As a disclaimer, I put the General-Topology tag because this question was given in a topology course.

Answer 1

Your definition of "countable" is inconsistent - does "countable" mean "bijectable with $\mathbb{N}$" or "maps injectively into $\mathbb{N}$" - that is, is a finite set countable?

(Let's say we're treating finite sets as countable - this is certainly the definition I'm used to, although I've seen the other used.)

Then I claim we don't need to split into cases to prove $Q\implies P$. Suppose we have a surjection $f: \mathbb{N}\rightarrow E$. I want to build an injection of $E$ into $\mathbb{N}$.

So, given $e\in E$, I need to pick some $n\in\mathbb{N}$ to match up with $e$. My naive idea is to set $n=f^{-1}(e)$, but since $f$ might not be an injection, $f^{-1}(e)$ might not be meaningful: $e$ might have more than one preimage.

Still, if only there were a way of picking a specific element of $A_e=\{m: f(m)=e\}$ . . . If all I know about $A_e$ is that it's a nonempty set of natural numbers, is there a "most efficient" element of $A_e$ I can pick?

Answer 2

Your work is good so far. But you have to actually construct the map.

For each $e \in E$, consider the smallest $n$ that maps to $e$. (This always exists because $f$ is surjective and the naturals are well-ordered.) Define $g: E \to \Bbb{N}$ by $$ g(e) = \min \{ n \in \Bbb{Z} \mid f(n) = e \} $$ I claim that this map is injective. Even if $E$ is infinite, then it may not be surjective, though.

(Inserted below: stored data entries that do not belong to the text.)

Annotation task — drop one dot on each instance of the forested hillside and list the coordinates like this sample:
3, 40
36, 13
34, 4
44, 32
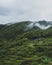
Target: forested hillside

From $g$ you can define a new map that is a bijection. How? Think about how $E$ naturally inherits a total ordering from $\Bbb{N}$ via $f$.

Answer 3

Start with the contradiction. Suppose $E$ is not countable. If $f : N\to E $ is a surjection, there is a subset $A$ in $\mathbb{N}$ such that $f(A)=E$. Now such a set $A$ can not be uncountable since it is a subset of $\mathbb{N}$ therefore $ A$ is countable and so is $E$.